The county is not a stronghold of either Nasa or Jubilee unless they negotiate with Pokomo Council of Elders (Gasa), the Orma Council of Elders (Matadeda) and Wardei Council of Elders, who also influence the direction their respective communities follow in the national politics. 

Those cleared by the council of elders are almost sure of victory while those who miss out are not only left to lick their wounds but suffer future political setback in the event they fail to respect the elders’ verdict.

This has effectively portrayed Tana River County as a bedrock of negotiated democracy in the coast region.

DADO’S PROBLEM
In the 2013 general election, Mr Dado garnered 23,739 votes to clinch the top seat after his Orma elders entered into political agreement with their Wardei neighbours, resulting in him forming the current county administration with his deputy Jire Siyat, a Wardei.

Now in 2017, a lot has changed and different realignments have emerged after disintegration of that agreement under the auspice of ‘Irdida Baretum’ when a section of dissatisfied Wardei elders endorsed the county assembly Speaker, Dr Nassir, for the top seat.

Dr Nassir’s endorsement opened the race wider, dashing Mr Dado’s hope of getting block votes from the Wardei community, with pundits pointing out that it isn’t going to be a walk in the park for the incumbent to solely rely on his Orma community’s votes.

ELDERS’ APPEAL TO JILLO
However, deputy governor Siyat’ decision to oppose Dr Nassir’’s candidature, and firmly remain with his boss has cast a ray of hope for Mr Dado to share spoils with the Speaker in the race for the Wardei community votes.

On the other hand, Mr Dado is also facing opposition from Mr Jillo in getting block Orma votes.

Mr Jillo resigned in 2015 as the county finance and planning executive member to join the race.

Although Orma Council of Elders unanimously endorsed Mr Dado’s re-election, Mr Jillo has defied their persistent appeal to withdraw his bid and stand a better chance of remaining the community’s sole candidate in 2022 elections.

POKOMO NEW PLAN
On the other hand, the farming Pokomo community suffered political setback in 2013 after losing key elective seats to the combined force of the Orma and Wardei political block, which clinched all National Assembly and Senate seats and 10 out of the 15 elected MCAs.

This time around, the community had a semblance of unity, especially after vetting several candidates and allowing a few to battle it out for various elective seats.
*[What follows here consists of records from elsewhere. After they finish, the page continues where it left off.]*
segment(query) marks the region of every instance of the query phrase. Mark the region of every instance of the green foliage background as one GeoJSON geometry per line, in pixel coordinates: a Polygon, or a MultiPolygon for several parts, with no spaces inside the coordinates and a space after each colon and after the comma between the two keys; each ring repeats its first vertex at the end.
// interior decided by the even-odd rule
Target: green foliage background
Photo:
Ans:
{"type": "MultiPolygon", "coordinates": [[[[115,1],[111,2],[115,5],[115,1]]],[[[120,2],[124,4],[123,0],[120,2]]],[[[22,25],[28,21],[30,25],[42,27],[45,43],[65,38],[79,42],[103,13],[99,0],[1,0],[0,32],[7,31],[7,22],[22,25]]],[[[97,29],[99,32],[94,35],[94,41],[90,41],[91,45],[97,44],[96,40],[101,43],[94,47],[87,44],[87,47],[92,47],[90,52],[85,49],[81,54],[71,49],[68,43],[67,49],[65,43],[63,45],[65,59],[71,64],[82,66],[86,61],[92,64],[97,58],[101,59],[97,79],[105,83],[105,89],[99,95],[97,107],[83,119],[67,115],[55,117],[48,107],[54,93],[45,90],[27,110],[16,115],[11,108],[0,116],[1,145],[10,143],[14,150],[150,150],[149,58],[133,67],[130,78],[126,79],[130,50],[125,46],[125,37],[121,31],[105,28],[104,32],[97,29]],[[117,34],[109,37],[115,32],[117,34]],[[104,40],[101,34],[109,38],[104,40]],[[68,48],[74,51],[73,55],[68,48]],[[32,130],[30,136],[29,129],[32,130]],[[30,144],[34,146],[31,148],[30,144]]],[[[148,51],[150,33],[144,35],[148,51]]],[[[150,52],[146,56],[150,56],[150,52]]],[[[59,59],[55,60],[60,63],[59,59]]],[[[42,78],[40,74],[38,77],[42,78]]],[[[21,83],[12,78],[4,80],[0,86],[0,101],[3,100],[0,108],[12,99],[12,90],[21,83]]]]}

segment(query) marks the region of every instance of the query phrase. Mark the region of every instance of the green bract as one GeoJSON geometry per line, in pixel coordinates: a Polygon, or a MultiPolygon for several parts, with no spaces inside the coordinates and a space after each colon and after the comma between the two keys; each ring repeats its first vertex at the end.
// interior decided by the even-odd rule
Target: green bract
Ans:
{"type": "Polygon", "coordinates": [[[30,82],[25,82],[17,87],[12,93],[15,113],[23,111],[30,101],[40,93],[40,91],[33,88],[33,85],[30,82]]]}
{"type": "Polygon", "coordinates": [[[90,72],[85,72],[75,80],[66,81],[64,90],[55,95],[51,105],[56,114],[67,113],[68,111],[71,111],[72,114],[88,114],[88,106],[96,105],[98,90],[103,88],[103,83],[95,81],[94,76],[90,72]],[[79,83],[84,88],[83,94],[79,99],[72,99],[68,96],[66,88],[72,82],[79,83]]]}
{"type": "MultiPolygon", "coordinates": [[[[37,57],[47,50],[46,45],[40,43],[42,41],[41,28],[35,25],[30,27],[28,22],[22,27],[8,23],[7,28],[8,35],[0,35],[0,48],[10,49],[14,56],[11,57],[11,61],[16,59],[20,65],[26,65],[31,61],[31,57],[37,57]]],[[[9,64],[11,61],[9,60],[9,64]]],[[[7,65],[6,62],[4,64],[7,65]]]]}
They are also closely watching the political fallout between Orma and Wardei hoping that the situation would be detrimental to all incumbents and favour them.

However, disagreement between their two key leaders, Mr Mungatana and Mr Godhana is being viewed as their big headache and a hurdle to one of their own being elected as the next county chief executive officer.

TIME TO LEAD
Two groups of the Pokomo Council of Elders (Gasa) separately endorsed them for the big seat leaving them to share spoils in the battle for the community’s votes.

Political pundits observe that failure by the Pokomo to settle on one candidate will favour Mr Dado, who is closely monitoring their fallout.

Mr Mungatana is from the Malanchini sub-tribe (Lower Pokomo) and Mr Godhana from Wantu wa Dzuu/Juu sub-tribe (Upper Pokomo).

The former, who are a hundred per cent Christians, have dominated local politics since independence.

“There has been internal differences between the two major Pokomo groups. The Malanchini have dominated Tana River politics since independence and the Wantu wa Dzuu feel that this is their moment to produce the flagbearer,” a local administrator said.

MINORITY COMMUNITIES
Besides the three main tribes of Orma, Pokomo and Wardei, minority communities like Somali, popularly referred to as Somali-wein (pure Somali) with projected 10,000 votes, Ilwana with more than 4,000 votes, Munyoyaya with nearly 7,000 votes and upcountry voters will also influence the outcome of the gubernatorial elections.

Already Mr Dado, Mr Mungatana, Mr Godhana and Dr Nassir have entered into pre-election agreements with opinion leaders and elders from the four communities hoping to cash in substantial votes to add to their respective voting constituents to be victorious.